A grande diferença era esta: desta vez não se referenda
porque 'da outra vez correu mal'. Isso mesmo, para os governos e para a
burocracia europeia: as cidadãs e os cidadãos só poderiam pronunciar-se sobre
os aspectos 'constitucionais' da União Europeia se fosse garantido que diriam
'Sim' ao projecto de poder da burguesia europeia. Sim, isso mesmo, trata-se do
projecto de poder da burguesia europeia.
Esbarraram com a Constituição irlandesa, que obrigava a
referendo, e ouviram o indesejado 'Não'. Mas logo os governos, os burocratas e
os demais poderosos com chantagens, subornos e campanhas mediáticas:
conseguiram arrancar um 'Sim' num novo referendo na Irlanda. E as cidadãs e os
cidadãos europeus dos outros 26 países não puderam dizer nada, pois ninguém
lhes perguntou nada. É que isto de obrigar um “não” a passar a “sim”, em poucos
meses, é coisa que dá muito trabalho.
Como disse o prémio Jacques Delors 2003, António Figueira:
esta '“Europa dos Cidadãos” não gosta dos cidadãos da Europa' (2).

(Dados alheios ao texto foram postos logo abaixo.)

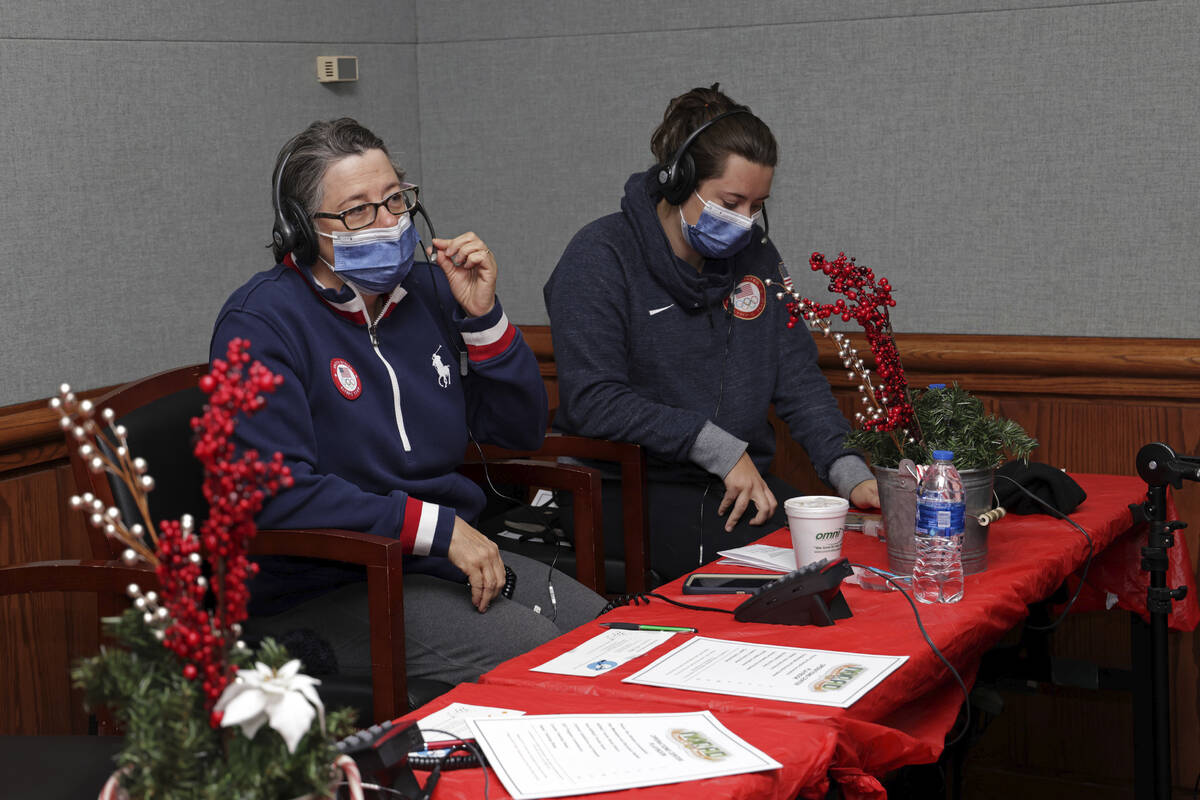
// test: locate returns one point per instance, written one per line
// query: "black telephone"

6. Mas quem foram e quem são os promotores desta
integração europeia?
A geração de uma burguesia transnacional europeia, e até
transatlântica (3), foi causa e consequência deste processo de integração
europeia. Quanto mais os interesses do grande capital industrial e financeiro
assumiam a escala europeia, mais pressão colocava sobre o processo de
integração, e quanto maior a integração mais estes interesses se
transnacionalizavam.
O arquitecto do mercado único Jacques Delors e então
presidente da Comissão Europeia afirmava em 1993 : 'os dirigentes da ERT
estiveram na vanguarda da minha ideia' (4). A ERT (European Round Table of
industrialists) começou com numa reunião promovida pelo director executivo da
Volvo Pehr G. Gyllenhammar, em Paris, em Abril de 1983, a qual reuniu 17
grandes empresários. Para além da Volvo, estavam representadas as seguintes
empresas: Nestlé, Thyssen, Olivetti, ASEA, Philips,United Technologies, ICI,
Fiat, Shell, Lafarge Coppée, Renault, Cie de St Gobain, BSN, Ciba-Geigy e
Siemens. Actualmente continua a ser um poderoso grupo de pressão, sendo
constituído actualmente por presidentes e directores executivos de 45 grandes
empresas, entre outros: Paulo Azevedo (SONAE), Carl-Henric Svanberg (BP), César
Alierta Izuel (Telefónica), Norbert Reithofer (BMW Group), Antonio Brufau
(Repsol YPF) (5). Vale a pena chamar a atenção para que uma boa parte dos
membros da ERT fazem também parte do Clube de Bilderberg (6).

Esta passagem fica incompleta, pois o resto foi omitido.